The story of blood-testing company Theranos was one of the biggest scandals to hit the tech and health care industry in decades. Now, years after the SEC started looking into the startup, the agency has charged founder Elizabeth Holmes and former president Ramesh "Sunny" Balwani with massive fraud.

According to the SEC, the pair raised over $700 million from investors on the back of "false statements about the company's technology, business, and financial performance."

Theranos claimed its portable analyzer could conduct a huge number of blood tests using just a few drops of blood. The SEC writes that in reality, the machine could complete only a tiny percentage of these tests, while the vast majority were carried out on "modified and industry-standard commercial analyzers manufactured by others."
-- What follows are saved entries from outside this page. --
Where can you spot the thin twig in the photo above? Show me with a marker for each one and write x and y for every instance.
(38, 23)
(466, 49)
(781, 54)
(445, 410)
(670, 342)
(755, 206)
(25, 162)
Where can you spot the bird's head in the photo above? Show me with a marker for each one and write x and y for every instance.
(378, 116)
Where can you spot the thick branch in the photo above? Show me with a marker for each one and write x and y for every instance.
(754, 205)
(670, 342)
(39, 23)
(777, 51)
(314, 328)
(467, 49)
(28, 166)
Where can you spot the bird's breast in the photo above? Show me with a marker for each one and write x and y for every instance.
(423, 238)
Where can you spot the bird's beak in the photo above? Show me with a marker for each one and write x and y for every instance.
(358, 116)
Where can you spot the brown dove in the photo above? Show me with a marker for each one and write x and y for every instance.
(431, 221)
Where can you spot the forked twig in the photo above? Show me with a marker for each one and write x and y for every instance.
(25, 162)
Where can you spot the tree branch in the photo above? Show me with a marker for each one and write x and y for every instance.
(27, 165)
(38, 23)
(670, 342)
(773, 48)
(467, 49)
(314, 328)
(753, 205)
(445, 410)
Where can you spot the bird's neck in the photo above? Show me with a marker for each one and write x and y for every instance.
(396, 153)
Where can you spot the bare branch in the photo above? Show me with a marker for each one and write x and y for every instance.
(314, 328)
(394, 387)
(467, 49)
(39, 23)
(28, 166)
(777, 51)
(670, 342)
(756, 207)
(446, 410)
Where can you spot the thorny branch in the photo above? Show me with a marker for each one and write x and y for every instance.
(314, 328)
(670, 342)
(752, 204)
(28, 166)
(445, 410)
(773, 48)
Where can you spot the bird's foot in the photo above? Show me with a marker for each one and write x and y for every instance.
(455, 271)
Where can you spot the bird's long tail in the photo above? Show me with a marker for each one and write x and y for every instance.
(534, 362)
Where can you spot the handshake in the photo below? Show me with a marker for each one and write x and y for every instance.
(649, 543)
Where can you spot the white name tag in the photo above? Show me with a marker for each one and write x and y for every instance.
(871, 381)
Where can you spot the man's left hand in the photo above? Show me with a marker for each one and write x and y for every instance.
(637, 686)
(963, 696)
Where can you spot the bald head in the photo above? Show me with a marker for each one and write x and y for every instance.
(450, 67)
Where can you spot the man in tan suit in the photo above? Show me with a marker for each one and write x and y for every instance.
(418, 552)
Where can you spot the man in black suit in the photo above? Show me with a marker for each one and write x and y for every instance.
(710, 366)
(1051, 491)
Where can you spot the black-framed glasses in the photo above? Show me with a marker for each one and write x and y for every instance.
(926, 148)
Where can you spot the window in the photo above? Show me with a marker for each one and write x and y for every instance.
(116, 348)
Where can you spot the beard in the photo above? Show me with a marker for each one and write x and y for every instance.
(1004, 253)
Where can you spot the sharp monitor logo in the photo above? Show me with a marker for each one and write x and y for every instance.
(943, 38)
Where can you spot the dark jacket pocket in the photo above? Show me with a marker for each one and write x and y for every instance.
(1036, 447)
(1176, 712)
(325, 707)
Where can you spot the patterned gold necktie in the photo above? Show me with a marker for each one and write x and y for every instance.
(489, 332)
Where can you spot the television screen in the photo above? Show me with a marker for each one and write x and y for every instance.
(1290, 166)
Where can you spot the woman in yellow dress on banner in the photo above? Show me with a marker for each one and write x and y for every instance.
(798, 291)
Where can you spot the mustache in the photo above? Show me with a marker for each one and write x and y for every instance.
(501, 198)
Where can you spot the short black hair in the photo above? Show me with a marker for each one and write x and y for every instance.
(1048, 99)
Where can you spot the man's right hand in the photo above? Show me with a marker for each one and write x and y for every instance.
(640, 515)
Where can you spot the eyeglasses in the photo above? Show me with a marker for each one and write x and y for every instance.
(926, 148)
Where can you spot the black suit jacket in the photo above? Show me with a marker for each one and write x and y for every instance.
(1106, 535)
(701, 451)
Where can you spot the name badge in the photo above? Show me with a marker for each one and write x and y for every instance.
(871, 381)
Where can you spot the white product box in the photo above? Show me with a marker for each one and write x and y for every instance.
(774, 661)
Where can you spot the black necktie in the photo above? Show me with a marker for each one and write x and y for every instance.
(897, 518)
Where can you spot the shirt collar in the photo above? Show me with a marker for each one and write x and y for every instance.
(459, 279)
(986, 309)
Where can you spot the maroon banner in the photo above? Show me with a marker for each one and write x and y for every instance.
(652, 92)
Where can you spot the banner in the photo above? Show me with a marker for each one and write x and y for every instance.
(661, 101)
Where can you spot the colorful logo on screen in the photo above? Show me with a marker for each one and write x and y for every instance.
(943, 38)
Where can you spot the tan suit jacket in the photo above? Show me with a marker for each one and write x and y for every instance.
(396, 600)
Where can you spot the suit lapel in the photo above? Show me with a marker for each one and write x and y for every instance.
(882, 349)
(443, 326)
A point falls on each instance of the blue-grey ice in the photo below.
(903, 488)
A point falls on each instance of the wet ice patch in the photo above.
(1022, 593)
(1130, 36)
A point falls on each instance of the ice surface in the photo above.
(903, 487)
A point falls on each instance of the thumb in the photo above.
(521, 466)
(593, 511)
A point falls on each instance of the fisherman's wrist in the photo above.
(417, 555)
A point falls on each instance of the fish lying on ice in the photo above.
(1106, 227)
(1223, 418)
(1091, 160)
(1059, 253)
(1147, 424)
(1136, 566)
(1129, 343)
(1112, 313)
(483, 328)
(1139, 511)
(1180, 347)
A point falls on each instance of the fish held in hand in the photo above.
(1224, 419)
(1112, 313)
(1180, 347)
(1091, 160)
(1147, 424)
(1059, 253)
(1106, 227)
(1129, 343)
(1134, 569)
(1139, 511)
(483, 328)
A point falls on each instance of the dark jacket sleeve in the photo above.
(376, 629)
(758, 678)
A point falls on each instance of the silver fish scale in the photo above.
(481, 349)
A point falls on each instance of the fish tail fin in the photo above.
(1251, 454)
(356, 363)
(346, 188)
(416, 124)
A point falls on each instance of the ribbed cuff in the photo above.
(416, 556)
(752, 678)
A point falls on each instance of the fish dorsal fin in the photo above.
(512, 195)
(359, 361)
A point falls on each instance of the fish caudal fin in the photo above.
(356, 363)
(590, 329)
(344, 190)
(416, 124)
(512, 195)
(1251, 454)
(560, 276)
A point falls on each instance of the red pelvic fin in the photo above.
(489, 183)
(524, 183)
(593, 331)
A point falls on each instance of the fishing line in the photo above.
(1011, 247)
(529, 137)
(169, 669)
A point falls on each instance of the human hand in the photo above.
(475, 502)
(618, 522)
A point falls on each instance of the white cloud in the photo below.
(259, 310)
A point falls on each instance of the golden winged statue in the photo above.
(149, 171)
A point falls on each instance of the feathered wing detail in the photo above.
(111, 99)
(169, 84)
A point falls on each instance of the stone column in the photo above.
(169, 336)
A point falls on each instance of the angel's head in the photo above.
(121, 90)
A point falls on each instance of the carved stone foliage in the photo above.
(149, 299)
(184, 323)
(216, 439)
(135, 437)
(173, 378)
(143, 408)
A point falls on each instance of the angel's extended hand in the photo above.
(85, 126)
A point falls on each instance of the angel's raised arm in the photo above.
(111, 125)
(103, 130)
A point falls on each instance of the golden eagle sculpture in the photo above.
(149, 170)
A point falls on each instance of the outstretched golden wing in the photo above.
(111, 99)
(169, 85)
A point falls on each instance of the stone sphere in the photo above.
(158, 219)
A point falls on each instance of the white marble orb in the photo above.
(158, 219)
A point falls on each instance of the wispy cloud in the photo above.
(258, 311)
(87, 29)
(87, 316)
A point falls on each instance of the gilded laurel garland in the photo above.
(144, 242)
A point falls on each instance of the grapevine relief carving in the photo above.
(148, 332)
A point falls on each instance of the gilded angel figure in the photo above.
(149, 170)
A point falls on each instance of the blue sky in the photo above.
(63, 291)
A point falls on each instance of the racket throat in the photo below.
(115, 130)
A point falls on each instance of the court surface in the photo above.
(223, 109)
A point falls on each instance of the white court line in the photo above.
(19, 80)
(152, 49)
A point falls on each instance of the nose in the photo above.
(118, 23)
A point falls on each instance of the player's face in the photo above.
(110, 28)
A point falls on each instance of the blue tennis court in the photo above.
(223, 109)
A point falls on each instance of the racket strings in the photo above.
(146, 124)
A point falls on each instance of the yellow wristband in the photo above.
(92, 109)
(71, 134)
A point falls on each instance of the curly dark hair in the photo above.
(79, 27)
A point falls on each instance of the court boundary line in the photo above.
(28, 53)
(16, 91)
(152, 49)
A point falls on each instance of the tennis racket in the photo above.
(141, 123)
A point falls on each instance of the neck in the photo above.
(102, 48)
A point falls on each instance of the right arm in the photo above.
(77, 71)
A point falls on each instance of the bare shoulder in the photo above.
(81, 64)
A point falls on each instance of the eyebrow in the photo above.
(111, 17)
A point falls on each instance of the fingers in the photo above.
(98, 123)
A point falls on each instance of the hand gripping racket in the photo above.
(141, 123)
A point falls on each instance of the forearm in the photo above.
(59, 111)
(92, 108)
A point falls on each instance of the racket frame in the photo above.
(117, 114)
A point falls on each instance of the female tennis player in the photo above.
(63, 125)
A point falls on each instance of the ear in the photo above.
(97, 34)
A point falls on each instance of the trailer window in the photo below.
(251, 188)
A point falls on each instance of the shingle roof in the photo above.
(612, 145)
Holmes and Balwani also falsely claimed that their company's products were deployed by the U.S. Department of Defense on the battlefield in Afghanistan and on medevac helicopters. Furthermore, they added that Theranos would generate more than $100 million in revenue in 2014. The truth is that its technology was never deployed in Afghanistan and it generated just over $100,000 in revenue that year.

Image credit: WSJ

Theranos and Holmes have agreed to resolve the charges against them, though neither has admitted nor denied the charges. In addition to paying a $500,000 penalty, Holmes has been barred from serving as an officer or director of a public company for ten years. She must also return her 18.9 million remaining shares she obtained during the fraud and give up majority voting control of Theranos. Should the firm be acquired or liquidated, she won't profit until more than $750 million is returned to defrauded investors and preferred shareholders.

Through investors such as Rupert Murdoch and board members that included Henry Kissinger, Theranos reached a $9 billion valuation, leading to Holmes being dubbed "the next Steve Jobs." But a series of reports from the Wall Street Journal in late 2015 marked the beginning of the end for Theranos, which closed its labs and Wellness Centers and terminated half its workforce in October 2016.